Is sustainability sustainable?
This is the first of four articles that will explore the issue of environmental sustainability.
A recent National Party press release revealed the fact that the Army has a brand new $3.8 million, 8 megawatt coal-fired boiler that provides hot water and space heating to its 70-odd buildings in Waiouru. Nick Smith, the National Party Climate Change spokesperson says, “The emissions from this new coal-fired boiler (34,000 tonnes/year) exceed by 100-fold the savings that the Ministry for the Environment will make by going carbon neutral (337 tonnes/year), and those of the ministerial car fleet going fuel efficient (550 tonnes/year) by 60-fold.”
Of course the National Party are having a dig at the government and their climate change policies. Whether they would be any better is debatable but their statements do highlight an important question: Are sustainable practices just like putting a new lick of paint on the Titanic?
In his new book, The Revenge of Gaia, the leading scientist James Lovelock makes the point that sustainable development is a contradiction in terms: a red herring expounded by government and business interests alike. He says that sustainable development could have worked if we had started many years ago but it is now too late and what he calls for is a “sustainable retreat”.
The fact is that any and all efforts to be more energy and resource efficient are welcome, and they do make a difference. However Lovelock and many others believe it is just delaying the inevitable: the overheating of the earth. Lovelock is saying that the damage is done, we are ‘losing’ so-to-speak and we can’t win unless we retreat and do something completely different. He says we must stop using fossil fuels now and find alternatives.
Sustainability is defined as an approach that meets the needs of today without affecting the ability to meet the needs of tomorrow. Sustainable practices (whether you want to view them as development or as retreat) fit into three interwoven strands. The first strand is efficiency – using less energy and resources to do the same thing. The second is finding and using alternatives to finite and polluting resources like coal and oil.
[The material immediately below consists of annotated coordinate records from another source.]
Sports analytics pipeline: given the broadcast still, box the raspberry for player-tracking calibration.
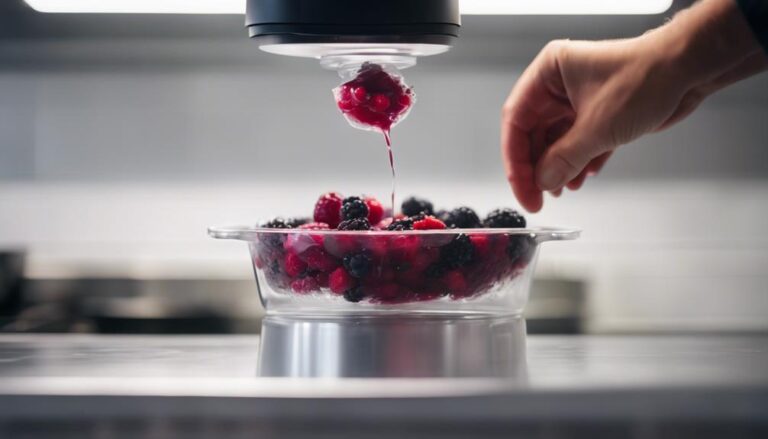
[483,209,525,229]
[312,271,330,288]
[344,251,373,279]
[440,233,475,268]
[344,287,365,303]
[337,218,371,230]
[341,197,368,220]
[363,197,384,224]
[387,218,413,232]
[285,253,307,277]
[285,218,309,229]
[299,222,331,230]
[291,277,320,294]
[443,207,476,229]
[361,236,389,259]
[328,267,355,294]
[469,234,491,258]
[314,192,342,229]
[301,246,339,273]
[400,197,435,216]
[413,215,445,230]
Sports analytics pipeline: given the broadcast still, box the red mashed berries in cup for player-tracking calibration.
[333,62,415,133]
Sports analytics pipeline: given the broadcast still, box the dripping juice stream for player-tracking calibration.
[384,130,395,219]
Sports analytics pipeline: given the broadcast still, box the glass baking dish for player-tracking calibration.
[208,226,579,316]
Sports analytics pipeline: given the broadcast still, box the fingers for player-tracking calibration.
[536,121,603,191]
[501,41,573,212]
[501,117,544,212]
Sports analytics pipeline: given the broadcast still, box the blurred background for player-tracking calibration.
[0,0,768,333]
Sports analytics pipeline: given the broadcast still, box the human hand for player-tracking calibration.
[501,0,768,212]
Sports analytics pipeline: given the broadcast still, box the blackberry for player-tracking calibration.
[341,197,368,220]
[443,206,483,229]
[400,197,435,216]
[507,235,535,262]
[337,218,371,230]
[261,217,295,229]
[435,209,448,224]
[424,262,448,279]
[483,209,525,229]
[440,233,475,269]
[259,217,293,249]
[344,287,365,303]
[387,218,413,232]
[285,218,310,229]
[344,251,373,279]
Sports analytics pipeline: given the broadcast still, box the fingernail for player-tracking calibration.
[539,163,565,191]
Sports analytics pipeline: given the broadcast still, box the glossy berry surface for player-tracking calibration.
[400,197,435,216]
[313,192,343,229]
[387,218,413,232]
[334,62,413,132]
[413,215,446,230]
[483,209,525,229]
[363,197,384,224]
[341,197,368,221]
[441,207,483,229]
[344,251,373,279]
[336,218,371,230]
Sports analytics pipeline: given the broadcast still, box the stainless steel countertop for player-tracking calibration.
[0,321,768,437]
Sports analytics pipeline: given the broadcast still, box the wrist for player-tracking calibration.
[647,0,761,86]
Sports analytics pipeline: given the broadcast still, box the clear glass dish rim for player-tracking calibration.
[208,226,581,242]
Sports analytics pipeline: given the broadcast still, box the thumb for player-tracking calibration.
[536,122,604,191]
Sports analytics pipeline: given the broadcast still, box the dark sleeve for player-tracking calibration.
[736,0,768,53]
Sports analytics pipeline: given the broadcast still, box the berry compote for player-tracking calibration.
[333,62,415,217]
[334,62,414,135]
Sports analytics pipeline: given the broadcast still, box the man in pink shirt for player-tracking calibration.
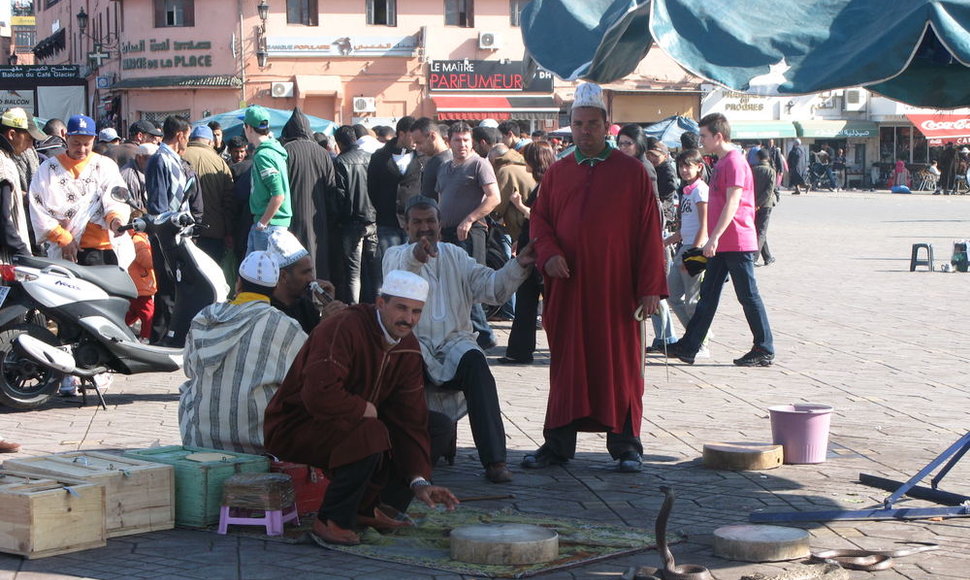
[667,113,775,367]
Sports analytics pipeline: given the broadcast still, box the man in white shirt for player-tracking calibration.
[383,196,535,483]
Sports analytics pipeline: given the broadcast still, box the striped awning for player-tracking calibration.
[431,95,559,121]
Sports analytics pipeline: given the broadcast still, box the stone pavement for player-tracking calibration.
[0,192,970,580]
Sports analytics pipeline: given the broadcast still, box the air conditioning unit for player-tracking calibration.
[354,97,377,113]
[478,32,502,50]
[270,82,293,99]
[842,89,868,111]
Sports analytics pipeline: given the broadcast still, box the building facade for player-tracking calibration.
[28,0,700,130]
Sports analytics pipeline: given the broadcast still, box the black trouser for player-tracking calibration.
[332,223,381,304]
[317,453,414,530]
[505,270,542,361]
[441,350,506,466]
[542,415,643,459]
[754,207,771,264]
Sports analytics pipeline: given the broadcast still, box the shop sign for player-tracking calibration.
[724,93,767,112]
[121,38,212,70]
[266,35,418,58]
[0,89,34,113]
[428,60,552,93]
[0,64,81,80]
[835,129,874,139]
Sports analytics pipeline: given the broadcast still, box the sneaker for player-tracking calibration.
[522,445,569,469]
[616,451,643,473]
[0,439,20,453]
[734,348,775,367]
[667,341,696,365]
[485,461,512,483]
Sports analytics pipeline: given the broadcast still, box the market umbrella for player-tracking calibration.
[193,108,337,141]
[643,115,699,148]
[522,0,970,108]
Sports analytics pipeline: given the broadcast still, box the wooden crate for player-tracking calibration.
[0,469,107,559]
[4,451,175,538]
[125,445,269,528]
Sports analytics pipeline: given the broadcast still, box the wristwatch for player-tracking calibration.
[411,477,431,490]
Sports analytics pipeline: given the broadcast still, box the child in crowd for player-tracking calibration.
[664,149,710,358]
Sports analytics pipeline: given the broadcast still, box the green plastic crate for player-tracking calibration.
[125,445,269,528]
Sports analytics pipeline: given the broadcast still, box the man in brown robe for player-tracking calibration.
[264,270,458,545]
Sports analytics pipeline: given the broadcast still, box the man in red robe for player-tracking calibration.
[263,270,458,545]
[522,83,667,472]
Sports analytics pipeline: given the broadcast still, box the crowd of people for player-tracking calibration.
[0,92,778,544]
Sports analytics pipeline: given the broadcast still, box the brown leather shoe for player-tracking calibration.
[485,461,512,483]
[0,439,20,453]
[310,518,360,546]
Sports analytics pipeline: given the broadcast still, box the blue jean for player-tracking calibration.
[650,300,677,344]
[246,224,287,255]
[680,252,775,354]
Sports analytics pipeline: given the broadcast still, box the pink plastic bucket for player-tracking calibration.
[768,403,832,464]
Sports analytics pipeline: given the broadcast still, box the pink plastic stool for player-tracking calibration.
[218,473,300,536]
[219,505,300,536]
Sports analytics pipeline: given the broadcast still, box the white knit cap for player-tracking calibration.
[573,83,606,111]
[381,270,429,302]
[239,250,280,288]
[268,229,310,268]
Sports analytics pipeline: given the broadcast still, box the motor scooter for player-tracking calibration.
[0,199,229,409]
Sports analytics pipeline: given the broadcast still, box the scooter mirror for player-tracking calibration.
[111,185,134,205]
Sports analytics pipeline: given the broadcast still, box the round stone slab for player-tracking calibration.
[450,524,559,566]
[714,524,809,562]
[704,442,784,471]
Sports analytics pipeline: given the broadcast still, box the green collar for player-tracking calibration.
[574,142,613,167]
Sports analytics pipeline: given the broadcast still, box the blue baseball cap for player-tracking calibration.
[67,115,98,137]
[189,125,215,141]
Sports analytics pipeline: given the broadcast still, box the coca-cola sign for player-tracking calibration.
[906,113,970,142]
[919,118,970,131]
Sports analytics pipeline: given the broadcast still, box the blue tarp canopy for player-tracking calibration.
[522,0,970,108]
[192,108,337,140]
[643,115,699,148]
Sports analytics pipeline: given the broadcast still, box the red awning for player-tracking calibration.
[906,113,970,145]
[431,95,559,121]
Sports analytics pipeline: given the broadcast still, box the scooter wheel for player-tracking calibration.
[0,324,64,409]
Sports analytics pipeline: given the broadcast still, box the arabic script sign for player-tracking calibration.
[0,64,81,80]
[266,35,418,58]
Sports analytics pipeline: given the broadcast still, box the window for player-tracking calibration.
[14,30,37,53]
[155,0,195,28]
[509,0,528,27]
[286,0,319,26]
[367,0,397,26]
[445,0,475,28]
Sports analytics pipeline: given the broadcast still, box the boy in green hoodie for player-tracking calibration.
[243,105,293,254]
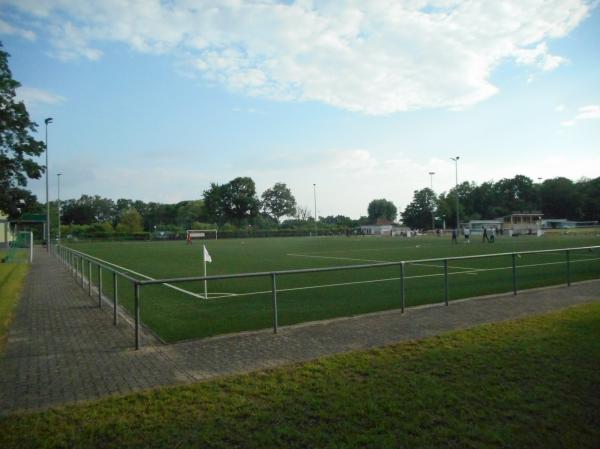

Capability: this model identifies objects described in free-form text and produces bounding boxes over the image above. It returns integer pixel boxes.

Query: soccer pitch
[69,236,600,342]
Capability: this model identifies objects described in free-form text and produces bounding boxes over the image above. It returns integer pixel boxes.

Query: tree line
[402,175,600,229]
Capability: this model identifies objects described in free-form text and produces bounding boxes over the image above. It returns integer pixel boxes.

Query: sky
[0,0,600,218]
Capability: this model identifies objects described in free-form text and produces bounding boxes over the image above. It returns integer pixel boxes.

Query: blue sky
[0,0,600,217]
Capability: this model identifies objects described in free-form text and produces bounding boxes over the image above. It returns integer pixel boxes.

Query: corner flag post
[202,245,212,299]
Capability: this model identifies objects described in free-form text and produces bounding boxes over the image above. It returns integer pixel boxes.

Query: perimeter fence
[54,246,600,349]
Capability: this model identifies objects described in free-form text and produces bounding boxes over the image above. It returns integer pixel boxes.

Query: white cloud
[0,0,592,114]
[575,104,600,120]
[0,19,36,41]
[17,86,66,109]
[560,104,600,126]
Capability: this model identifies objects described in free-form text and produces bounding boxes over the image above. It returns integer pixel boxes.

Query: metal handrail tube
[57,243,139,283]
[132,246,600,285]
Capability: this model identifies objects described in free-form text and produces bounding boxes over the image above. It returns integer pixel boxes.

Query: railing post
[133,282,140,350]
[444,259,448,305]
[88,260,92,296]
[400,261,405,313]
[567,250,571,287]
[271,273,277,334]
[98,265,102,308]
[512,253,517,296]
[113,271,119,326]
[81,257,85,288]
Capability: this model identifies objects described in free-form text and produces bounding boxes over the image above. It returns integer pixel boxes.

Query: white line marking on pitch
[286,253,390,263]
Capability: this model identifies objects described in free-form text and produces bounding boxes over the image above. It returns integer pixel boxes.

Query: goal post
[186,229,219,243]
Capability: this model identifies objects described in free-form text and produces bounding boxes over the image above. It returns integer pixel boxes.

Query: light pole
[429,171,435,232]
[56,173,62,245]
[313,184,317,235]
[44,117,52,251]
[450,156,460,229]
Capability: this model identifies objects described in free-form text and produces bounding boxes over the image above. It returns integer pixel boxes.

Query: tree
[540,177,582,220]
[294,206,312,221]
[203,177,260,226]
[367,199,398,223]
[577,177,600,221]
[402,188,437,229]
[222,177,260,226]
[0,42,45,217]
[261,182,296,223]
[117,207,143,234]
[494,175,538,215]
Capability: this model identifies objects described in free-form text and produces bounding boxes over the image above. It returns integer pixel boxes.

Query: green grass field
[65,236,600,342]
[0,251,29,356]
[0,304,600,449]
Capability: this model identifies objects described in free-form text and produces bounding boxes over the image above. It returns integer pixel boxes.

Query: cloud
[17,86,66,109]
[0,19,36,41]
[0,0,592,114]
[575,104,600,120]
[560,104,600,126]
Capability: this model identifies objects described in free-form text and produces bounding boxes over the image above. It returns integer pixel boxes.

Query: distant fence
[54,246,600,349]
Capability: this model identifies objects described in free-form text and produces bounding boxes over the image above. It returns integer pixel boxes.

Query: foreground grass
[0,263,29,354]
[65,236,600,342]
[0,304,600,449]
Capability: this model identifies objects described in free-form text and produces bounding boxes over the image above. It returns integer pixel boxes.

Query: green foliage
[0,42,44,217]
[402,188,437,229]
[261,182,296,223]
[367,199,398,223]
[0,304,600,449]
[117,207,143,234]
[203,177,260,226]
[540,177,582,219]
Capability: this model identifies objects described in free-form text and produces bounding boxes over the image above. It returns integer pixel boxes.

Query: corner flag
[203,245,212,262]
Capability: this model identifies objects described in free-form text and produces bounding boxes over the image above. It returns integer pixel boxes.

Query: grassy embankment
[0,253,29,354]
[0,304,600,449]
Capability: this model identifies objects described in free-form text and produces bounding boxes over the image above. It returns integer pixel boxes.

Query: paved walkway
[0,250,600,414]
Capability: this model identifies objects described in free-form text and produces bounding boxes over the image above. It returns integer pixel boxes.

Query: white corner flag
[202,245,212,299]
[203,245,212,262]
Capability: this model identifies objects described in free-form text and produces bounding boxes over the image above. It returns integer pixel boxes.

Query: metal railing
[55,246,600,349]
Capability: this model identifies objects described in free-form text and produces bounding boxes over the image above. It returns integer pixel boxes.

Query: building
[0,212,13,248]
[542,218,598,229]
[502,212,544,235]
[466,218,504,235]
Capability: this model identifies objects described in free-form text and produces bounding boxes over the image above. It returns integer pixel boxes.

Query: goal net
[186,229,218,244]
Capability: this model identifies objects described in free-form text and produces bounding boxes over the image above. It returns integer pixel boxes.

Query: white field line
[286,253,477,275]
[71,254,234,299]
[209,257,600,299]
[286,253,390,263]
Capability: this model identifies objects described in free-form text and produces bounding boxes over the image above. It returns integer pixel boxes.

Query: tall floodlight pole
[429,171,435,232]
[450,156,460,232]
[56,173,62,245]
[44,117,52,251]
[313,184,317,235]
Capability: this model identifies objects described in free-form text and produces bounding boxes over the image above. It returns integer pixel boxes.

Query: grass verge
[0,263,29,354]
[0,304,600,449]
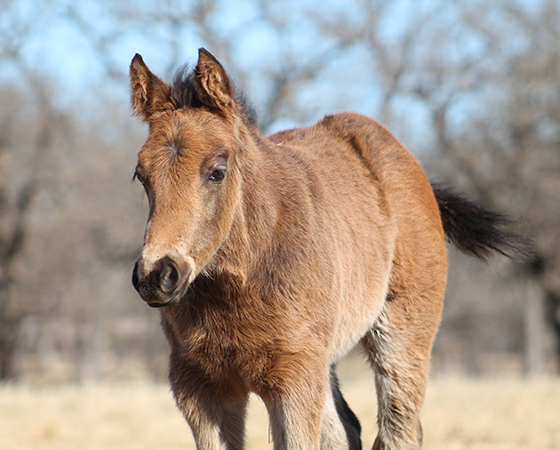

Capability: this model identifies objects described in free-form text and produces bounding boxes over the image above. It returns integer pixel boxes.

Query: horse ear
[195,48,235,110]
[130,53,173,122]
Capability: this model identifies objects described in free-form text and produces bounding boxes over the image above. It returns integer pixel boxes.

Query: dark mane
[173,64,258,126]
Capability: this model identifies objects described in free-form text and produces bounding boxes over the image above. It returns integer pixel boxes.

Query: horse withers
[130,49,523,450]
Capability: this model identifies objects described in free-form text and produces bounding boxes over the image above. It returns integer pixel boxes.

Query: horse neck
[221,136,286,279]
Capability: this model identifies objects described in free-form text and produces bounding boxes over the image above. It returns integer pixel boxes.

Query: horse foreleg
[170,362,249,450]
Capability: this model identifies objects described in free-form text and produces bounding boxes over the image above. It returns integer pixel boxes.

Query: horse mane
[173,64,258,127]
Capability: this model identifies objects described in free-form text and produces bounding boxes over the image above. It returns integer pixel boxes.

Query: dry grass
[0,359,560,450]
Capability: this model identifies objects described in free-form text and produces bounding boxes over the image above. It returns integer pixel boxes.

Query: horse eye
[208,169,226,183]
[132,172,146,185]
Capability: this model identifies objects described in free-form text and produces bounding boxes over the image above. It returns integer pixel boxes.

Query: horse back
[269,113,446,352]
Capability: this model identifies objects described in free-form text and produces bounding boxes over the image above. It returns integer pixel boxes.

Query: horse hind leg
[361,288,441,450]
[321,365,362,450]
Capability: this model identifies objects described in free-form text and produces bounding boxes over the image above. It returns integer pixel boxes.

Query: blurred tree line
[0,0,560,382]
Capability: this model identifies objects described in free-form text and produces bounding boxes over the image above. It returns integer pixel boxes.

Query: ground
[0,358,560,450]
The third strand is the offsetting (or compensating for) any pollutants, eg. greenhouse gases, that are created.
This is the fundamental mechanism for sustainability but it is driven and/or affected by a number of factors including level of awareness and knowledge, social attitudes and the availability and cost of solutions.
An example of how attitudes affects sustainability is the issue of nuclear energy. James Lovelock is a strong advocate of nuclear energy as a fuel source. All alternatives to fossil fuels have their pros and cons and he sees nuclear fission generators as having the best pro/con ratio; his case is compelling. New Zealand has made a stand against nuclear energy. We know that New Zealand is blessed with a large number of renewable sources of electricity – hydro, geothermal and wind make up nearly 70% of all electricity generated. However the use of fossil fuels, especially coal, for electricity generation is still growing and, as Table 1 highlights, electricity is just one fuel type used. In fact electricity makes up less than 25% of the total fuel delivered in New Zealand. 65% of delivered fuel is fossil fuels which are mostly used for transport and heating devices (such as the Army’s boiler). This is an enormous amount of energy that we need to find alternatives for. To replace those fossil fuels with ‘clean’ energy eg. wind energy would mean the construction of many thousands of wind turbines. Wind might be renewable but it is fickle too whereas nuclear energy provides enormous amounts of energy at a constant rate.
New Zealand is unlikely to ever have a fission generator. However in the future we may well build fusion generators. If fusion generation technology becomes viable it will eliminate all of the issues we have with a fission generator – radioactive waste and the danger of meltdown and other accidents.
Table 1 also highlights the efficiency of the different types of fuels, transport fuel being the least efficient. It shows that almost 60% of delivered fuel is wasted through inefficient use. So, to be sustainable we need to become more efficient, we need to find alternatives and we need to clean-up, recycle or otherwise offset the pollution and waste that we create.
The next three articles will cover each of the three strands of sustainability.